The return is scheduled for leaving Katmandu on May 4, at 6pm and again traveling 36+ hours back (this time following the earths rotation and date line) through Bangkok, Thailand and London, England arriving May 4 at 1:30pm into Dulles.
I have realistic expectations. I have no illusions of climbing the big rock. Don't intend to climb the icefall or more. My goal (should I be lucky enough to succeed) is to be able to give a high five to any of the climbers preparing over the summer to try to summit. Ideally, I'll get to spend a night in base camp amongst the climbers and then head back down the next day. Oh, but to be there above the trees, amongst the clouds and to stare up at the tallest point on earth. It is a goal.

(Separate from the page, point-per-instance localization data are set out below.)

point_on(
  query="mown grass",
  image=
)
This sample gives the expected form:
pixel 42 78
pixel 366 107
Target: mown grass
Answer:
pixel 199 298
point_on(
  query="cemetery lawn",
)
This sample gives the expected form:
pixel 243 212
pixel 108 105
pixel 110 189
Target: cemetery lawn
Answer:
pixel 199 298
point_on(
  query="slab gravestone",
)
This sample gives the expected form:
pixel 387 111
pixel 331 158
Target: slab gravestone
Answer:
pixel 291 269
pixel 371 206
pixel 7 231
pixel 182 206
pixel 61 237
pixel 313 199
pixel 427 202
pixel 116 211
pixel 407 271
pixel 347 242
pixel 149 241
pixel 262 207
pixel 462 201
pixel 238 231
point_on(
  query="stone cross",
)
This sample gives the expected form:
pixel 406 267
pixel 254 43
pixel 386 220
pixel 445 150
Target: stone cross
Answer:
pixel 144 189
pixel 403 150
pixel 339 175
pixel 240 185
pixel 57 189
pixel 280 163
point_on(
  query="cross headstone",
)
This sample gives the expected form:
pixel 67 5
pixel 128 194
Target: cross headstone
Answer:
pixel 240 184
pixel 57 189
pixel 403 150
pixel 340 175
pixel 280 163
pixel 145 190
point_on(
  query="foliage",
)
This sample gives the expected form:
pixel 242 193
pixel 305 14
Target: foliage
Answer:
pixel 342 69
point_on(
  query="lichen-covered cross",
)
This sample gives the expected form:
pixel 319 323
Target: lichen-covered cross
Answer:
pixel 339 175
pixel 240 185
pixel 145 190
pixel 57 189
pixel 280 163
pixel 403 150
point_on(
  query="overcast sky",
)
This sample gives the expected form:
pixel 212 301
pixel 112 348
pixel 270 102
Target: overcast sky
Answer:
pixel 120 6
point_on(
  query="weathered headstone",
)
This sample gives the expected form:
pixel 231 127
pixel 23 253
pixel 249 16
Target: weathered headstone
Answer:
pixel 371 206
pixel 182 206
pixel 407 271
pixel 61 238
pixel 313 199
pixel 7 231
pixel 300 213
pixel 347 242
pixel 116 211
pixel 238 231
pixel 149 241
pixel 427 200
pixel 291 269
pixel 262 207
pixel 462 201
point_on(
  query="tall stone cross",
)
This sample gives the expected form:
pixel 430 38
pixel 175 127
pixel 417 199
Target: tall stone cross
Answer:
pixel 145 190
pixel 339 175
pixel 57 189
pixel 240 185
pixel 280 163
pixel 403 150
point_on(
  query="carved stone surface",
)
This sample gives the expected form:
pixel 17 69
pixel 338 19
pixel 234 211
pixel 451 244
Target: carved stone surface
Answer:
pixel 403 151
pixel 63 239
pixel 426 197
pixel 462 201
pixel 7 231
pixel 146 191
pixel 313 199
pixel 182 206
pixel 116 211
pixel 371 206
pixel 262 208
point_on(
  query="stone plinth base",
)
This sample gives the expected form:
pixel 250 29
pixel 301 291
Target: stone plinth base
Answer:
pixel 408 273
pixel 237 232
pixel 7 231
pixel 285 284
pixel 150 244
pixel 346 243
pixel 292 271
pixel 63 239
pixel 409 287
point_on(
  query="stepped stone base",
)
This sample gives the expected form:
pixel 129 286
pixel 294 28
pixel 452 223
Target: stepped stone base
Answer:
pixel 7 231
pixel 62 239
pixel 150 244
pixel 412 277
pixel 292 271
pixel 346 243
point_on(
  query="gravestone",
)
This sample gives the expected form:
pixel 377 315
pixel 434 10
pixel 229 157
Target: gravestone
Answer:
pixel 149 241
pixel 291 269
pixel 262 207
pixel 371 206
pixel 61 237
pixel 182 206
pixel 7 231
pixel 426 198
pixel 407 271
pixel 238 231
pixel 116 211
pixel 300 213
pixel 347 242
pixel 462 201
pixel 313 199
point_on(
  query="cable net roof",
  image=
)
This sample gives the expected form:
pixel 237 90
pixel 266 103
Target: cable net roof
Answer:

I have kayaked down some of the fiercest rivers in the world. Raced against the best in the world and quite unfortunately lost a lot of friends along the way. This is not nearly so adventurous as jumping out of a perfectly good plane as I did 10 years ago at age 40. At 40, I qualified for the Olympic Trials in Slalom Whitewater Kayaking. I am pretty sure it was my last hurrah. Continued competing for a few more years but I think I have left that behind me.
Last year, I ran my first half marathon. In case you didn't know, that is what the bumper sticker (13.1) is all about. Did it in under 2 hours. Not a bad time and certainly not bad for the first one. Placed in the top 25% of my age group.
But this is different. This is endurance of the human spirit. Pushing through and on. A mental and physical challenge. Over days and frankly weeks.
Depending on the group, half to 25% of those attempting the trek make it to base camp. Altitude sickness affects most people at some level on the trek, severity determines how far you get. I will not push on if my body betrays me and I succumb to the altitude. That can be fatal. One strike against me is that I live near sea level. No place like Colorado close by to do high altitude training. Nope, for me it will be a good bit of running for cardiovascular conditioning and some heavy pack hiking locally for ups and downs of the trail. Unfortunately, I'll have to do my most strenuous training during the winter which is usually wetter and may be colder.
The good news is that the altitude I have been able to get to in the last few years hasn't seemed like altitude at all. Grand Canyon, Leadville CO, Grand Tetons Park, all 7,500ft + of which I actually had MORE energy and felt lighter. From the reading I have done, this is sometimes seen in athletes that the altitude is an easy adaptation for the body to handle because you've trained yourself to be in oxygen debt and your body has developed compensatory systems to keep you level. We'll see. No guarantees and no promises. Only hopefully looking forward.